1) Regarding PCR duplicates:

First, let’s consider the major factors influencing the number of PCR duplicates in a simulated (or real) RNA-seq experiment:

  • The amount of starting material - or in other words the absolute transcript-wise expression levels. This cannot be estimated from standard RNA-seq data, so the effest tool will give you only rough estimates of the relative expression levels.
  • The PCR amplification efficiencies - effest will give you a estimate of this as a function of the fragment GC content, assuming an average efficiency of 0.87.
  • The number of sampled reads (which is usually fixed by the capacity of the sequencing machine).

So one can measure the frequency of PCR duplicates in a real dataset, however this is not enough to parameterise a realistic simulation, as it does not inform us about the absolute expression levels and the average amplification efficiency. Hence the parameters must be tuned by trial and error.

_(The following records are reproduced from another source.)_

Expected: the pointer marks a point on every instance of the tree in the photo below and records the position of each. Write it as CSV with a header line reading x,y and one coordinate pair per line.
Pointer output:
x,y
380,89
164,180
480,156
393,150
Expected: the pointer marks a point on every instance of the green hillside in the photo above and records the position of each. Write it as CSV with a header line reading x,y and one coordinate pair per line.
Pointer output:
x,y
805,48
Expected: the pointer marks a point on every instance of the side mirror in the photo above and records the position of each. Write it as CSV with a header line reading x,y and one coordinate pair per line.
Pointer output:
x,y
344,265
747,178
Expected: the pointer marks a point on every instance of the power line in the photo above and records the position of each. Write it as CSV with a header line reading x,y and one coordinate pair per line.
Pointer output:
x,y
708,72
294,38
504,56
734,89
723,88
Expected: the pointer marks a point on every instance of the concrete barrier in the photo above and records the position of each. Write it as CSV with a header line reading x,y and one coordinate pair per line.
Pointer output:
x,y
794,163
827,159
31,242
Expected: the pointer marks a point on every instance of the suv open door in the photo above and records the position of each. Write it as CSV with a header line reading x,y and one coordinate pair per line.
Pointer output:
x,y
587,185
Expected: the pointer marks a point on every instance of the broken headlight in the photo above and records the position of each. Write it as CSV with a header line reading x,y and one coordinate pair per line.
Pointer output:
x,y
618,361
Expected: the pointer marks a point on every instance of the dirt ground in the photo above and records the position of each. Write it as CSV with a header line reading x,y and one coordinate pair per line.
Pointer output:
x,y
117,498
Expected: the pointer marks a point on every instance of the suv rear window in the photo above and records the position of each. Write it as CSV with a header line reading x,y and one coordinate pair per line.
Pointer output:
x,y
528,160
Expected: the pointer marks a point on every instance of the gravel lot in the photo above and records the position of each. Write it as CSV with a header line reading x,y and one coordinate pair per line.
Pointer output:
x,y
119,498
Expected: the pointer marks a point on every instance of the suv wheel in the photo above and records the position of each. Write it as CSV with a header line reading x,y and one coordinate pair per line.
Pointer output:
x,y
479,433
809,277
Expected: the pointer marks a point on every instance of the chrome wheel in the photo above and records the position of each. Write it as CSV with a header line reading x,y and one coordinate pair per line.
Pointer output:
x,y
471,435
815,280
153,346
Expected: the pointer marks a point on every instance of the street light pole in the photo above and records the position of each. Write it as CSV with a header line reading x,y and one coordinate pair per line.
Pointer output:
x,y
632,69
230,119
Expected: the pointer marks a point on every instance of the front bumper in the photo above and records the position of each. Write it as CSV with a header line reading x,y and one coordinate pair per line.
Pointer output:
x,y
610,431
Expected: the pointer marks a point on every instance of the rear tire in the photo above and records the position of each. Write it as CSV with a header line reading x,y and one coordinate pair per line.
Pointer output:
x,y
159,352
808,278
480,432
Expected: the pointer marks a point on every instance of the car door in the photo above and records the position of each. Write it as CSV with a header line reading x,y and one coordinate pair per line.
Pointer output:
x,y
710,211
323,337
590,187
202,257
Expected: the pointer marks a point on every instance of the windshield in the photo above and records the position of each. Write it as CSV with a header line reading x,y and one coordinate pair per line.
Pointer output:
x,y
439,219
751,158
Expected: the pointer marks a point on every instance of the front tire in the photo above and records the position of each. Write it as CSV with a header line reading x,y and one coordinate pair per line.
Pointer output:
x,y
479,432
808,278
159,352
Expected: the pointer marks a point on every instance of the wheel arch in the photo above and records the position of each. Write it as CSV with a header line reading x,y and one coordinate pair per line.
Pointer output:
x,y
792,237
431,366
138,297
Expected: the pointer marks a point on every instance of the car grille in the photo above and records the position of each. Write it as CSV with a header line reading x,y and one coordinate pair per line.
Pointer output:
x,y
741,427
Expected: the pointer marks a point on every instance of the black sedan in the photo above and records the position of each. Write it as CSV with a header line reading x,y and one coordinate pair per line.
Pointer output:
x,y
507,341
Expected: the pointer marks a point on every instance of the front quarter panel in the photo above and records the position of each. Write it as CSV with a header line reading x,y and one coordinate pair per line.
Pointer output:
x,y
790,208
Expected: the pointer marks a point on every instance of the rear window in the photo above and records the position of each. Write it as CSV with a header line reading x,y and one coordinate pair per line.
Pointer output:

I recommend the following strategy to tune the frequency of PCR duplicates:

  • Use the effest tool in order to estimate the relative expression levels, insert size distribution, amplification efficiencies and number of reads. Please do not forget to specify the list of single isoform genes through the -i flag! The effest tool will produce a JSON file with the parameter estimates and a fasta file with the estimated relative expression levels - these can be used to parameterise the rlsim runs.
  • The absolute expression levels can be tuned through a multiplier specified by the -m rlsim flag. Run repeated simulations with increasing/decreasing multipliers until the simulated dataset has the desired frequency of PCR duplicates. Than you can further tune the number of PCR duplicates through the -m flag.
  • There are other parameters which can be used to influence the frequency of PCR duplicates, such as the assumed mean efficiency in effest (-m), and the fragment loss probability flag (-flg) in rlsim, however I recommend the expression level multiplier (-m).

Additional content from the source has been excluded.